И ты ошибаешься, если считаешь, что она не была благодарна за то, что ее любят, Келли. Если и была какая-то фраза, которую она говорила чаще прочих, то это было — «Как мне повезло». Она все время это повторяла. Иногда мы ужинали или еще что-нибудь делали, и вдруг она дотрагивалась до моей руки и говорила: «Как мне повезло». И о тебе она тоже это говорила. Она страшно жалела, что так много пропустила, пока ты росла. Она делала все, что могла, чтобы победить болезнь, но в конце концов та ее поборола, вот и все. У твоей матери были колоссальные запасы храбрости — и верности, — иначе она бы столько не продержалась.
— Господи, — сказала Келли. Голос у нее звучал так, словно она внезапно простудилась: нос был заложен. — Хотела бы я, чтобы во мне было хоть вполовину столько сострадания, сколько у тебя. Ну вот, сорвалась и испортила тебе рубашку.
— Я все равно не собирался ее туда надевать.
Он протянул ей коробочку салфеток «Клинекс», и она вытащила сразу несколько штук.
— Пойду умоюсь, — сообщила она. — А то у меня вид, как у Медеи.
Кардинал не был уверен, что помнит, кто такая Медея. И он совершенно не был уверен насчет тех слов, которые только что говорил дочери в утешение. О чем я вообще знаю, спросил он себя. Я даже не видел, что это приближается. Я хуже нашего мэра. Мы почти тридцать лет прожили вместе, и я не смог увидеть, что женщина, которую я люблю, стоит на грани самоубийства?
Именно под влиянием этого вопроса Кардинал ездил вчера в город, чтобы поговорить с психиатром, работавшим с Кэтрин.
Он раза два встречался с Фредериком Беллом во время последнего пребывания Кэтрин в больнице. Но для Кардинала их общение было слишком непродолжительным, чтобы он вынес о враче какое-то мнение, кроме общего впечатления разумности и компетентности. Однако Кэтрин была в свое время в восторге, что его нашла: в отличие от большинства психиатров, Билл полагался главным образом на беседы с пациентом, а не на выписывание рецептов. Кроме того, он был специалистом по депрессиям и написал на эту тему несколько книг.

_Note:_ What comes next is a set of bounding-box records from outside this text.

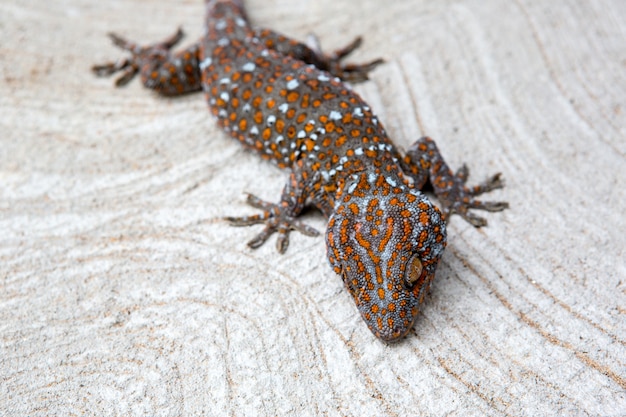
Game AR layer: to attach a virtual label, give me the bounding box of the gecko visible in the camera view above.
[93,0,508,342]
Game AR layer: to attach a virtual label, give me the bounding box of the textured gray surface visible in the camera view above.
[0,0,626,416]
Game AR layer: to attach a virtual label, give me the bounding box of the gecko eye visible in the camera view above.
[404,254,423,288]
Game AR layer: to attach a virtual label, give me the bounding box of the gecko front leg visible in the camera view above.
[402,137,509,227]
[226,164,319,253]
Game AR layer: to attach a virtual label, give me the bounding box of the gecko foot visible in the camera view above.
[437,165,509,227]
[226,194,319,253]
[310,35,384,83]
[91,28,185,87]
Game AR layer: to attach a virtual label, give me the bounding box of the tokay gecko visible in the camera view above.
[93,0,508,341]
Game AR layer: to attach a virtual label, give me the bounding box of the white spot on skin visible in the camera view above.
[328,110,341,120]
[215,19,228,30]
[200,58,213,71]
[241,62,256,72]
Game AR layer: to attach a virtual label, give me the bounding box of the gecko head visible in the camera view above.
[326,172,446,342]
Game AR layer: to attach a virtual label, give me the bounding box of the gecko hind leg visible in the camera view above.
[255,29,384,83]
[91,28,185,87]
[92,28,202,96]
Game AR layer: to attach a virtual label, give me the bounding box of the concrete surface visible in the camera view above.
[0,0,626,416]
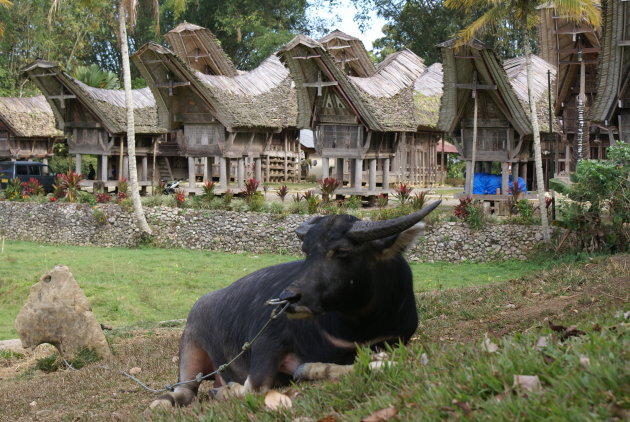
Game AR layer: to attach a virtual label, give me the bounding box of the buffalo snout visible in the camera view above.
[278,289,302,303]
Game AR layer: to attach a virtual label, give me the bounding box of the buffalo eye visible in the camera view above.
[333,249,350,258]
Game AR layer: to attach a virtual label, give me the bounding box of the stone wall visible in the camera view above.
[0,201,542,262]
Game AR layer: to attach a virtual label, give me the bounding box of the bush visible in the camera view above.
[550,142,630,252]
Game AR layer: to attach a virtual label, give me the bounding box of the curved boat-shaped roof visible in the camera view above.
[0,95,63,138]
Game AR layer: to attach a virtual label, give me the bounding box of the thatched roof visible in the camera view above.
[0,95,63,138]
[503,54,560,132]
[319,29,376,78]
[413,63,444,128]
[590,0,630,125]
[438,40,532,135]
[278,35,425,132]
[132,43,297,130]
[22,60,166,135]
[538,4,600,114]
[164,21,238,76]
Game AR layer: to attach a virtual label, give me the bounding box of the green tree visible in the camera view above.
[445,0,601,241]
[72,63,120,89]
[162,0,312,70]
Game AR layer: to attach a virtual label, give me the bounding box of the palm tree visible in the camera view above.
[445,0,601,242]
[49,0,164,235]
[0,0,13,38]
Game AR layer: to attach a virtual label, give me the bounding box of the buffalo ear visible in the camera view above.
[374,222,426,259]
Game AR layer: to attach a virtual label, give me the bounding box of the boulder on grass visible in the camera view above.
[15,265,111,359]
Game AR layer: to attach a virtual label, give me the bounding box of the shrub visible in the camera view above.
[175,189,187,208]
[550,142,630,252]
[53,170,83,202]
[117,177,129,201]
[96,192,112,204]
[304,190,319,214]
[376,193,389,209]
[269,202,284,214]
[394,183,413,205]
[92,208,107,226]
[242,177,260,202]
[202,181,216,201]
[22,177,44,197]
[4,178,22,201]
[223,189,234,207]
[277,185,289,202]
[317,177,341,202]
[347,195,363,210]
[152,180,166,196]
[411,191,427,211]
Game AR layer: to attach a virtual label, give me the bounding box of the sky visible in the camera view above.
[311,0,385,50]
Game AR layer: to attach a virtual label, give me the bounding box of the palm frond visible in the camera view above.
[550,0,602,28]
[455,2,510,47]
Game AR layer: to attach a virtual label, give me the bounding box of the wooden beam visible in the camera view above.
[559,60,597,64]
[558,47,602,54]
[64,122,103,129]
[293,54,321,60]
[554,28,595,35]
[302,72,338,97]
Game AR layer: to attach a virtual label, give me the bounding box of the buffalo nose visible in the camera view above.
[278,289,302,303]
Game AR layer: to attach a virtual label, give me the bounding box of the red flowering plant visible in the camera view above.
[241,177,260,203]
[317,177,341,202]
[394,183,413,205]
[175,189,186,208]
[22,177,44,198]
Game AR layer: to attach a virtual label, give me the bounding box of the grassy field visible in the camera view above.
[0,241,588,340]
[0,255,630,422]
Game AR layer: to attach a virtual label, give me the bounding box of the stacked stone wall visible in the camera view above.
[0,201,542,262]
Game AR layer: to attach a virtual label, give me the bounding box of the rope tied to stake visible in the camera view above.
[63,298,291,394]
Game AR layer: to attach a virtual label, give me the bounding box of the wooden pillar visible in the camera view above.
[512,163,521,189]
[116,136,125,179]
[140,155,149,182]
[121,155,129,180]
[322,157,330,180]
[335,158,344,186]
[100,155,107,182]
[236,157,245,189]
[464,160,473,195]
[284,132,289,182]
[74,154,82,174]
[382,158,389,189]
[353,158,363,189]
[501,162,510,195]
[254,157,262,182]
[219,157,228,189]
[368,158,376,191]
[188,157,195,189]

Его рабочий кабинет располагался в его же доме — эдвардианском монстре из красного кирпича, громоздящемся на Рэндалл-стрит, сразу за собором. В числе предыдущих владельцев строения были член парламента и человек, позже доросший до мелкого медиабарона. Со своими башенками и кричащим декором, не говоря уж об изысканном саде и кованой ограде, здание явно доминировало над всей округой.
В дверях Кардинала встретила миссис Белл, дружелюбная женщина лет пятидесяти с лишним; она как раз уходила. Когда Кардинал представился, она сказала:
— О, детектив Кардинал. Сожалею о вашей утрате.
— Спасибо.
— Вы ведь здесь не по профессиональным делам?
— Нет-нет. Моя жена была пациенткой вашего мужа, и я…
— Конечно, конечно. У вас должны быть к нему вопросы.
Она отправилась на поиски мужа, а Кардинал стал разглядывать обстановку дома. Полированная древесина твердых пород, дубовые панели и лепные украшения, — и это всего-навсего в приемной. Он уже хотел сесть в одно из кресел, стоявших в ряд, когда распахнулась дверь и перед ним предстал доктор Белл — крупнее, чем он казался Кардиналу по воспоминаниям, значительно выше шести футов, с курчавой каштановой бородой, седоватой у подбородка, и с приятнейшим английским выговором, который у него, как уже знал Кардинал, не был ни чересчур аристократически-шикарным, ни подделывающимся под говор рабочего класса.
Он взял руку Кардинала в свои и пожал ее.
— Детектив Кардинал, позвольте мне еще раз сказать: я ужасно сожалею о Кэтрин. Выражаю вам свои самые, самые глубокие соболезнования. Входите же, входите.